• Les belles de jour

     

    Belles au métro dormant

     

    Heureusement qu'elle s'était assoupie, car je la trouvais tellement belle, le visage régulier, les traits fins, l'attitude sereine, que je ne pouvais détourner le regard. Plutôt que voyeuse, mot que je m'attribue volontiers mais en en riant, je me vois plutôt comme contemplative. J'aime regarder les gens et j'aime regarder les choses et les paysages : ils me fascinent parfois, ils m'attendrissent souvent, ils m'intéressent toujours.

     

    Belles au métro dormant

     

    Je trouve émouvants cet abandon, cette confiance en la présence et au regard de l'autre : dormir est normalement un repli personnel.

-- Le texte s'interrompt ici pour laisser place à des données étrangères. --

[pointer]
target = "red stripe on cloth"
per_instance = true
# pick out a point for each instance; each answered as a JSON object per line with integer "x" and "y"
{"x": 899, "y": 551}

Je sais que certain(e)s passant(e)s ici sont mal à l'aise devant ces images et je ne sais si ça doit me déranger ou non, si devant ces intimités que je force ils ont du mal avec ma perception, ou avec la leur : si c'est avec la mienne, j'en suis chagrinée un peu, parce que ça voudrait dire que je ne parviens pas à y mettre la distance et l'empathie que je souhaite montrer.

     

    Belles au métro dormant

     

    Il y a, dans chaque visage, dans chaque corps ou dans chaque posture, un détail, un élément qui retient particulièrement quelque chose en moi : dans l'image à l'écharpe rose, ce sera ce tissu joli où s'abandonne la jeune fille qui pourrait être dans un tableau. La jeune femme femme au chandail gris me semblait si fragile dans son buste que je trouvai presque enfantin ! Celle de la photo  en noir et blanc, enfin, montrait de légers plis sur son front, là où s'alourdissait sa tête dans le sommeil - j'aime bien ces petites marques ponctuelles de nos moments de vie - et, aussi,  le contraste du clair et de l'obscur était assourdissant sur elle, avec ce poignet qui, central, était à la fois lumineux et protecteur de la trop grande lumière.

     

    Belles au métro dormant

     

    Comme j'aimerais être capable de faire en poète l'éloge du sommeil et plus encore de la dormeuse, celle qui s'abandonne au sommeil dans un lit après l'amour, dans un pré après la moisson. Cet abandon tranquille viendrait-il de la certitude qu'elle ne sera jamais abandonnée ? De l'attente d'un miracle qui la comblerait ? (...) Des secrets qu'elle garde en elle ?   (Pontalis, Fenêtres)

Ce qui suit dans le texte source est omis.